Clarissa Mendoza: « Les femmes aux Philippines en lutte permanente pour leur terre »

27/04/2023 |

Capire

La militante du mouvement pour la réforme agraire et la justice sociale parle des politiques foncières et de la résistance des femmes contre l'autoritarisme

Clarissa Mendoza, coordinatrice du secrétariat national du mouvement pour la réforme agraire et la justice sociale [Kilusan para sa Repormang Agraryo at Katarungang Panlipunan – Katarungan], mouvement de masse philippin des bénéficiaires de la réforme agraire, des peuples autochtones, des colons des hauts plateaux, des paysans et d’autres personnes travaillant à la campagne.
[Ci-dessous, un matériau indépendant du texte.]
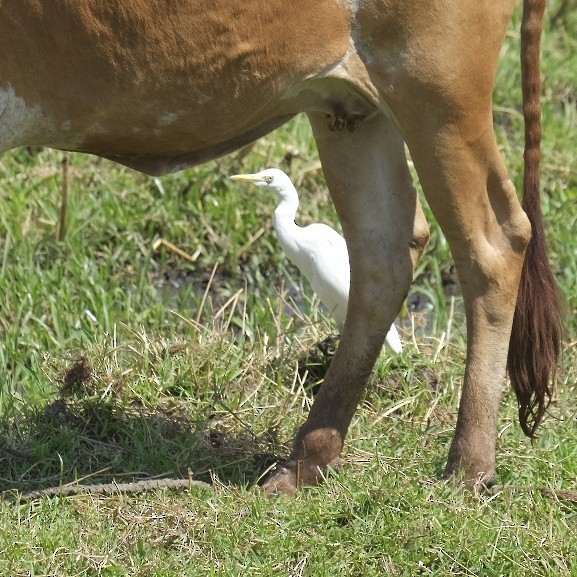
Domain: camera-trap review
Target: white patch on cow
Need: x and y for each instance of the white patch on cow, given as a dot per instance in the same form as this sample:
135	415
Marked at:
169	118
22	124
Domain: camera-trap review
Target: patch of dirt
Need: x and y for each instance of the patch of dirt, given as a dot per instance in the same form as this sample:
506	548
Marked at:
76	378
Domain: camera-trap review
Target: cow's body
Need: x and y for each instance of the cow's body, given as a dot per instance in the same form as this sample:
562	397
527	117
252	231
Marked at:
159	85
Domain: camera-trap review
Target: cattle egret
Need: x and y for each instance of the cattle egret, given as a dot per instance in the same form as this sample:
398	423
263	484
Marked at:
317	250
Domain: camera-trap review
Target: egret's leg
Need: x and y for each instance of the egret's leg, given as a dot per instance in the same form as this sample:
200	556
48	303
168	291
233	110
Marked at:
370	184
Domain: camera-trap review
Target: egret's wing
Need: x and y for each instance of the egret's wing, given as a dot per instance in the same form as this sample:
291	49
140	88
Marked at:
327	268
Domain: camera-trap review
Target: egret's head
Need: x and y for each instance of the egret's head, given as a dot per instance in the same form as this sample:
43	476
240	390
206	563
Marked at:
272	178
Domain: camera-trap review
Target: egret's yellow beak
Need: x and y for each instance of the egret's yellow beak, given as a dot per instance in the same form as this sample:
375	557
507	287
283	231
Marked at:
254	178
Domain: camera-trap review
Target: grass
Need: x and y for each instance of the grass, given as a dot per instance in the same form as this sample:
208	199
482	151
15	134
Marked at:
122	361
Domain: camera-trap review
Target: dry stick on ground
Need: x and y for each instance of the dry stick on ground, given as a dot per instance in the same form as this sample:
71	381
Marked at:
61	231
116	488
183	484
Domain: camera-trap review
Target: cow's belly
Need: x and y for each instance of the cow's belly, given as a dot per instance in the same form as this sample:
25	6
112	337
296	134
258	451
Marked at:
157	91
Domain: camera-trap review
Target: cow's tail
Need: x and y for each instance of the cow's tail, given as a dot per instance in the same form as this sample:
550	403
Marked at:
537	333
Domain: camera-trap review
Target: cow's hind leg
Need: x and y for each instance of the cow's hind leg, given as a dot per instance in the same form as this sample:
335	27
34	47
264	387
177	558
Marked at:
453	146
367	174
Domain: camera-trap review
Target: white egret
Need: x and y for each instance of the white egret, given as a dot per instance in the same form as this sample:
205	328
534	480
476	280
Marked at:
317	250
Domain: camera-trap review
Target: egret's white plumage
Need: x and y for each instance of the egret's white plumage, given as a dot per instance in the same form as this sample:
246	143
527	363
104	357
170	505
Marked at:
317	250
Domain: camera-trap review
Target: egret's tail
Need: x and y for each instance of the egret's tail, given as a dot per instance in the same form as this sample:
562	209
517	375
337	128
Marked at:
394	340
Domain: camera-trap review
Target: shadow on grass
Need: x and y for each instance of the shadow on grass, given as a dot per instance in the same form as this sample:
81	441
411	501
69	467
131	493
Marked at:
95	441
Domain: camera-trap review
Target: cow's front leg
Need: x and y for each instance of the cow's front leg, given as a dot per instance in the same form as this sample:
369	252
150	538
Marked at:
370	184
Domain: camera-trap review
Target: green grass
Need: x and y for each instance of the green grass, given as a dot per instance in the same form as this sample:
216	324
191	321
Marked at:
119	361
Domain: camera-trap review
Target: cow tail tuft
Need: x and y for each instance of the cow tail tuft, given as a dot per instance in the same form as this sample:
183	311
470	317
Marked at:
537	333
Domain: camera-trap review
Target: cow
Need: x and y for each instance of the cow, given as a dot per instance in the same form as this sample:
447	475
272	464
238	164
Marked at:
160	85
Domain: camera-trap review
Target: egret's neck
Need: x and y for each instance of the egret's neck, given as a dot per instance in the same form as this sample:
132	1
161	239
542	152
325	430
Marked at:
284	223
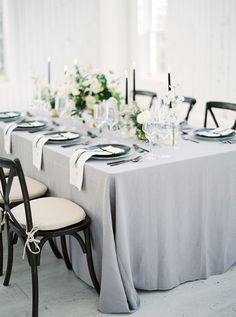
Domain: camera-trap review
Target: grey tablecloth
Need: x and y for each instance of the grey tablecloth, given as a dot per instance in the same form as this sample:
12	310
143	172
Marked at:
155	224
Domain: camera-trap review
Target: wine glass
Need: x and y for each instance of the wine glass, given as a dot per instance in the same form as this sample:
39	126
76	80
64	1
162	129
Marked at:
99	116
112	116
149	128
164	138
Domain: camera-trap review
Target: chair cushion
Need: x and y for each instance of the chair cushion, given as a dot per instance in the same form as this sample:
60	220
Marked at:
50	213
35	189
6	171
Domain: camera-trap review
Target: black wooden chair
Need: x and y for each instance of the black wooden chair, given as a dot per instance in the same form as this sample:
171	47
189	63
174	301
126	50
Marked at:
145	93
36	189
37	221
218	105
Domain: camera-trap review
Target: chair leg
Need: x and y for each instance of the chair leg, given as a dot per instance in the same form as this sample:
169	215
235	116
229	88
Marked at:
54	249
35	286
1	254
65	253
90	260
9	258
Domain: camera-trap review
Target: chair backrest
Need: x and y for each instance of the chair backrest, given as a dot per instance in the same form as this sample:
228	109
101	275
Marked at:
191	101
15	170
218	105
146	93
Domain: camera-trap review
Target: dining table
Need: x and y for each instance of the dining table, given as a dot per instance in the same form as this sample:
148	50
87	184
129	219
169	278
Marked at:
155	223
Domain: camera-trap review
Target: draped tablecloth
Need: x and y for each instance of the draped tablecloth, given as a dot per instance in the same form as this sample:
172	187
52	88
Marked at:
155	224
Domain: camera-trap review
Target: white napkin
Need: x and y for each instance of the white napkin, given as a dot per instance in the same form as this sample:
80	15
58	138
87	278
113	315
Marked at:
37	149
79	158
7	136
216	132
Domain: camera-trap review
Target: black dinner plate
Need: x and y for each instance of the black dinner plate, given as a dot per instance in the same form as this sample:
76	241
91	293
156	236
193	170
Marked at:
209	136
58	137
126	149
9	115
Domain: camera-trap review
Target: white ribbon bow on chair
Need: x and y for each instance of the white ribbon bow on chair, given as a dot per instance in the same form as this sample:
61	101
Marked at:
31	239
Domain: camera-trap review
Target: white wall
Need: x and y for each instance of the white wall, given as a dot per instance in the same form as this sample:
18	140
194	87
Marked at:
62	29
201	50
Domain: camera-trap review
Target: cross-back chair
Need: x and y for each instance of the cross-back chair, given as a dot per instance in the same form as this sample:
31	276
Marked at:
37	221
210	105
36	189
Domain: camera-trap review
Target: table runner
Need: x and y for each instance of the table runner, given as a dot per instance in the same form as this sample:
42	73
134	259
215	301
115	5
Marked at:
155	224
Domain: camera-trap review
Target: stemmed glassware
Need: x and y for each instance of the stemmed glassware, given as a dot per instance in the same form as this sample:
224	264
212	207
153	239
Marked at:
99	116
149	128
112	115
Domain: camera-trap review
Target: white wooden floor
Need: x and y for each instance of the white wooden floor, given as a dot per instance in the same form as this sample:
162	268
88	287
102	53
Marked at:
63	295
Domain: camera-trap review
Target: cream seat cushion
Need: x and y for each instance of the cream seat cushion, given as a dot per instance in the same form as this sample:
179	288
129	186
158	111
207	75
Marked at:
6	171
35	189
50	213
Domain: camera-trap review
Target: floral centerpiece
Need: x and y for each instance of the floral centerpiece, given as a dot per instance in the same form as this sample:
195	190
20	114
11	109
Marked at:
85	88
164	110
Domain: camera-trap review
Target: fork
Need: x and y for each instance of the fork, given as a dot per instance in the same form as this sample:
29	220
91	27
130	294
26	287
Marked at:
229	141
135	159
139	148
76	143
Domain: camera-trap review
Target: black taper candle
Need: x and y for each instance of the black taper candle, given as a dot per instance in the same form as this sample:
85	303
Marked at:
49	71
169	82
134	82
126	89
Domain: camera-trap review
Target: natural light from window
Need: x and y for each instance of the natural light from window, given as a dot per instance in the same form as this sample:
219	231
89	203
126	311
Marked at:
151	25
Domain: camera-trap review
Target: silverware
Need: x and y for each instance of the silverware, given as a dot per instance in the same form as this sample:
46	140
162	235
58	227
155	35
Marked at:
135	159
41	130
74	144
186	137
229	141
139	148
91	134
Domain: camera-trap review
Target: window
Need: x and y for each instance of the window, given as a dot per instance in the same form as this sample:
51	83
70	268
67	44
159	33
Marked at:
151	25
2	56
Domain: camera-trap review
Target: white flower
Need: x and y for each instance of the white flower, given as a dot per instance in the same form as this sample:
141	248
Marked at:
90	101
144	117
95	86
63	92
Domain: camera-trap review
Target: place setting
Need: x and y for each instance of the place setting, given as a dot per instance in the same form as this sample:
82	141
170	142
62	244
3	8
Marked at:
23	124
7	116
52	138
223	135
115	153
Elle nous parle ici à Capire du contexte politique de l’autoritarisme aux Philippines et de la résistance des paysannes dans le pays.
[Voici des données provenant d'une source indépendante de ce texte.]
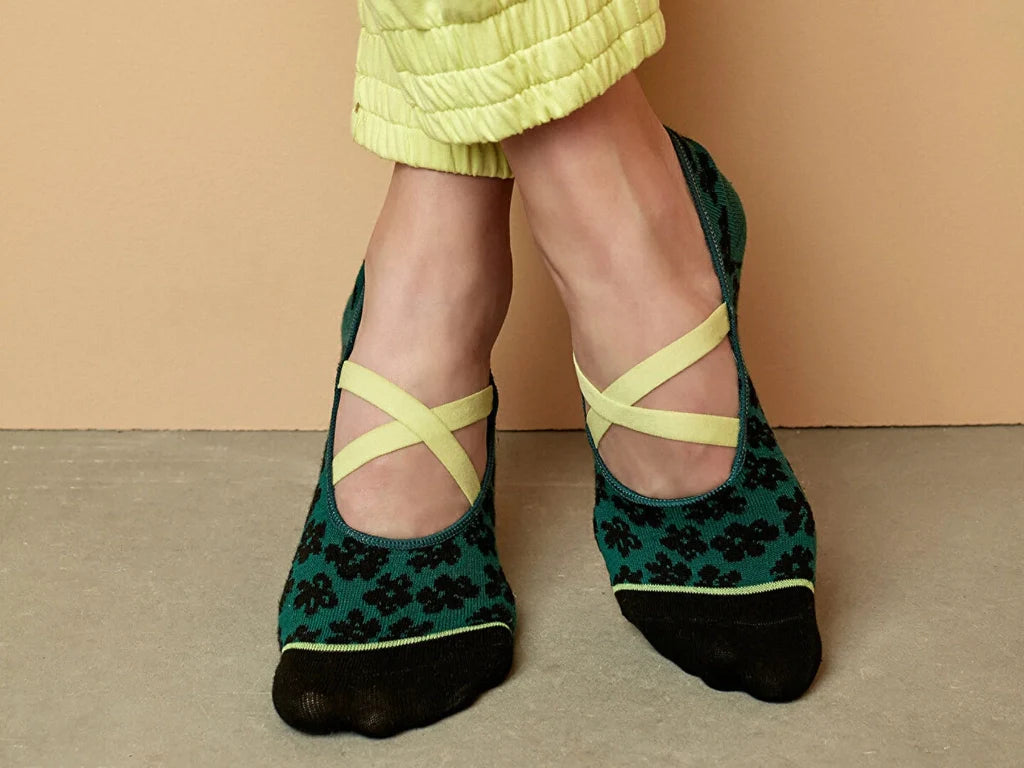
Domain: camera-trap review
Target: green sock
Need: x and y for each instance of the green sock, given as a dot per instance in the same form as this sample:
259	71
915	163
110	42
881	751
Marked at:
722	583
382	635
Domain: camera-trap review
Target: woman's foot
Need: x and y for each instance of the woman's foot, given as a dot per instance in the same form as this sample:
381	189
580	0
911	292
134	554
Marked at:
438	279
626	248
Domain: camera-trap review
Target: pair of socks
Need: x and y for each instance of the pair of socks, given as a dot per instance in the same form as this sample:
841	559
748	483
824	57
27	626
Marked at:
382	635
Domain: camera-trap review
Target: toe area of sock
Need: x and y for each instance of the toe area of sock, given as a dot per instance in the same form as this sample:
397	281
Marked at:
384	691
766	644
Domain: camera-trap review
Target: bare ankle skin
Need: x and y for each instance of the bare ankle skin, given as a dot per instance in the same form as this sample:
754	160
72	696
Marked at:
438	276
610	211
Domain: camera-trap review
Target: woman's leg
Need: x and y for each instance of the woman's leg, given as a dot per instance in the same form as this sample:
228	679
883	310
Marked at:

En 2022, avec les élections présidentielles, Ferdinand Marcos Jr. (connu sous le nom de Bongbong Marcos) est devenu le nouveau président du pays. Bongbong Marcos est le fils de l’ancien dictateur évincé lors de la Révolution du pouvoir populaire de 1986. Selon Clarissa, le nouveau gouvernement a essayé de se faire connaître en prétendant donner la priorité aux agriculteurs locaux, alors que c’est tout le contraire. Au premier trimestre de 2023, les Philippines ont connu l’inflation la plus élevée en 14 ans, atteignant 8,7 %. « Les gens ont beaucoup de mal à se procurer de la nourriture, à avoir de l’argent pour subvenir à leurs besoins, y compris le secteur le moins privilégié de notre pays, composé de paysans », dit-elle.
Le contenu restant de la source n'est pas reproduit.